一般家庭用で衣服等の洗濯に使用するセッケン。商品としての形状には,固状,粉状,フレーク状,ビーズ状等がある。洗濯セッケンとしては,あか,油,泥等の汚れに対する洗浄力が大きいこと,衣服の繊維を傷めないこと,日常品のため安価であることが必要条件であり,また,水に対する溶解性も適度であること,色むら・悪臭のないことが求められる。さらに,固状のものでは,適当な硬さをもち,成形性がよく,ひび割れ等のないものが望まれる。原料としてはヤシ油25~40%および牛脂硬化油などを60~75%配合して作られる。通常,中性のマルセルセッケンが最良であるが,洗浄力向上のためにケイ酸ナトリウムを主としたビルダーを加える。粉状のものでは,主として価格の点および溶解性をよくする目的で液体油脂,とくに米ぬか油などの不飽和度の高い油脂を中心に,牛脂,ヤシ油などを用い,タイター(混合脂肪酸の融点)が30℃くらいになるように配合する。炭酸ナトリウムを主とするビルダー30~50%を加える。

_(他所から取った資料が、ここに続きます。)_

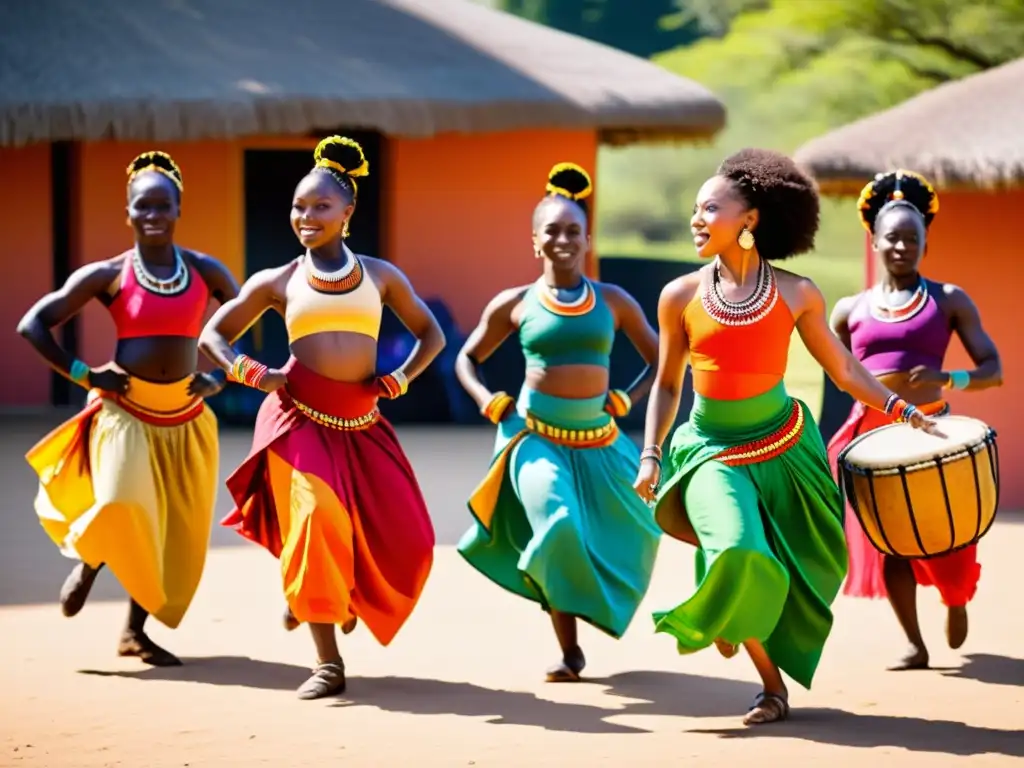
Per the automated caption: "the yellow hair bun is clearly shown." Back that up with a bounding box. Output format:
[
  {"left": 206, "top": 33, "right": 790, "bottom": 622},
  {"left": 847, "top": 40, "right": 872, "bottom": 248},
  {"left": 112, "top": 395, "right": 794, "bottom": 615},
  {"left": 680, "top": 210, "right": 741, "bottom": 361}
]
[
  {"left": 126, "top": 150, "right": 184, "bottom": 191},
  {"left": 857, "top": 168, "right": 939, "bottom": 231},
  {"left": 313, "top": 136, "right": 370, "bottom": 176},
  {"left": 547, "top": 163, "right": 594, "bottom": 201}
]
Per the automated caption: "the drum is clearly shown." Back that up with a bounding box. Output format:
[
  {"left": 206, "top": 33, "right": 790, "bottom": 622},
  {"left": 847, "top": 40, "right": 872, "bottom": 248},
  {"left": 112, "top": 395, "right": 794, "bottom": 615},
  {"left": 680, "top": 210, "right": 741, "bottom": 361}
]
[{"left": 838, "top": 416, "right": 999, "bottom": 558}]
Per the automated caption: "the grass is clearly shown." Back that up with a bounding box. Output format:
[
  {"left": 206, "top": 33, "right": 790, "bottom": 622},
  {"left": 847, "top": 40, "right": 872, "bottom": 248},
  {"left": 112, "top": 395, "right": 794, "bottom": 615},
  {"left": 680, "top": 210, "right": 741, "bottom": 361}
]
[{"left": 597, "top": 201, "right": 864, "bottom": 414}]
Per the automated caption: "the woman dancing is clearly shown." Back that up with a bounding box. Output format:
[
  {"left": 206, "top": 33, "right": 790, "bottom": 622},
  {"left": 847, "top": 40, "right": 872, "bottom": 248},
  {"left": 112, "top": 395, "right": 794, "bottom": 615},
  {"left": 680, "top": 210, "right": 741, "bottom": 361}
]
[
  {"left": 200, "top": 136, "right": 444, "bottom": 699},
  {"left": 828, "top": 170, "right": 1002, "bottom": 670},
  {"left": 456, "top": 163, "right": 660, "bottom": 682},
  {"left": 17, "top": 152, "right": 238, "bottom": 667},
  {"left": 635, "top": 150, "right": 934, "bottom": 724}
]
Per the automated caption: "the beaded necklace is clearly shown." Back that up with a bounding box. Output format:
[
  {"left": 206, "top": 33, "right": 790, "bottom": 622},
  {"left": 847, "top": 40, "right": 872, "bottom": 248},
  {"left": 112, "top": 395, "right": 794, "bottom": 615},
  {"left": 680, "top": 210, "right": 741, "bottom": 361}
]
[
  {"left": 303, "top": 249, "right": 362, "bottom": 293},
  {"left": 869, "top": 278, "right": 928, "bottom": 323},
  {"left": 700, "top": 259, "right": 778, "bottom": 326},
  {"left": 131, "top": 246, "right": 188, "bottom": 296},
  {"left": 537, "top": 278, "right": 597, "bottom": 317}
]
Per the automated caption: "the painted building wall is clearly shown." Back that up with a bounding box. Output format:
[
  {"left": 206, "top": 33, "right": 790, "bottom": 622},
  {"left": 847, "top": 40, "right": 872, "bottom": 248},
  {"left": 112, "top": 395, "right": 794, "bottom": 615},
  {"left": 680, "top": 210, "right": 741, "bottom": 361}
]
[
  {"left": 0, "top": 144, "right": 53, "bottom": 407},
  {"left": 868, "top": 189, "right": 1024, "bottom": 509}
]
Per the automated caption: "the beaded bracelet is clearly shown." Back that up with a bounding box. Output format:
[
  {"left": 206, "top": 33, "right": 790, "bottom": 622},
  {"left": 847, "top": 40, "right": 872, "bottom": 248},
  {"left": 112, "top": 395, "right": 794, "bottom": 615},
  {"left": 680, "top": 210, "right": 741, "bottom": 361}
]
[
  {"left": 480, "top": 392, "right": 515, "bottom": 424},
  {"left": 377, "top": 371, "right": 409, "bottom": 400},
  {"left": 640, "top": 445, "right": 662, "bottom": 467},
  {"left": 68, "top": 359, "right": 92, "bottom": 387},
  {"left": 230, "top": 354, "right": 269, "bottom": 389},
  {"left": 604, "top": 389, "right": 633, "bottom": 419}
]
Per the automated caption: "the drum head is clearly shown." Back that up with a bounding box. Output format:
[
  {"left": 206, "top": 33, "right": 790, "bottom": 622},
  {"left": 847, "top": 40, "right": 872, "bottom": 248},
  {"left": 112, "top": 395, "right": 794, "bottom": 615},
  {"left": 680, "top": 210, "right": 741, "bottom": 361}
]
[{"left": 839, "top": 416, "right": 994, "bottom": 470}]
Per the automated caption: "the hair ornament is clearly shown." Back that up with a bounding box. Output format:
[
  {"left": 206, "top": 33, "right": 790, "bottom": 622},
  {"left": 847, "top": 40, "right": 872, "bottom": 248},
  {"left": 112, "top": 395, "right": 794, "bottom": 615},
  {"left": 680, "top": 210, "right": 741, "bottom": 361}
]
[
  {"left": 313, "top": 136, "right": 370, "bottom": 176},
  {"left": 126, "top": 150, "right": 184, "bottom": 193},
  {"left": 545, "top": 163, "right": 594, "bottom": 202}
]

セッケンには,硬水によって水に不溶性の金属セッケン(セッケンかす)を生じて洗い上がりの触感を害したり,冷水では溶解性が低く,十分な洗浄効果を発揮できないなどの欠点がある。セッケンかすの生成を防止するためにカルシウムセッケン分散剤を配合したり,水への溶解性を向上させるために界面活性剤を添加した改質セッケンが用いられている。このような助剤としての界面活性剤含量が3%を超えたものは家庭用品品質表示法では複合セッケンとして区別されている。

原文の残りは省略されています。